Oops! City Missed $24 Million in Cell Phone Antenna Taxes


The City Department of Finance didn’t collect an estimated $24 million in cell phone antenna-related taxes because it didn’t ID all the people collecting cash from antennas, Comptroller John Liu announced today.

Yes, you read that correctly: because the Department of Finance didn’t look at Department of Buildings data indicating structures with antennas — which, under law, must be taxed — Finance overlooked 2000 taxable property owners.

Under City law, people who own commercial property or big apartment buildings have to tell the DOF whether they’re making money from antennas. That’s because any such profits make these properties more valuable, affecting how much they should be taxed.

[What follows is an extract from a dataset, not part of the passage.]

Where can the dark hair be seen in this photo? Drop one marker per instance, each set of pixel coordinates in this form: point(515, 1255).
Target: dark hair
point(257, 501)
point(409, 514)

The audit, which was a collaboration between Liu and State Comptroller Thomas P. Di Napoli, claims that at least 2,108 properties failed to claim income from 2008 to 2009.

Finance, on the other hand, only identified 90 offending properties.

Broken down by borough, Brooklyn had the most offenders (602 properties, or $5.8 million in missed tax revenue), followed by Manhattan (594 properties, or $9.8 million). Queens had 489 problematic properties ($4.7 million), and the Bronx had 363 ($3.5 million). Staten Island had the least: 60 properties for $500,000 in missed tax revenue.

We called and e-mailed the DOF to see how it missed this — after all, an estimated $24 million is no small chunk of change. We’re still waiting to hear back.

In the Department’s official response, referenced in Liu’s report, Finance promised to do more to find unreported income. The DOF also did agree that it missed taxes, but far less than the Comptroller claims: The Department said it missed $10.5 million in taxes involving 843 properties, not the estimated $24 million.

Some interesting facts?

Apparently, when cell carriers lease space from a building owner — to install an antenna — they pay properties north of 125th Street and in the outer boroughs about 2,000 bucks per month. South of 125th Street, that number doubles to $4,000 a month.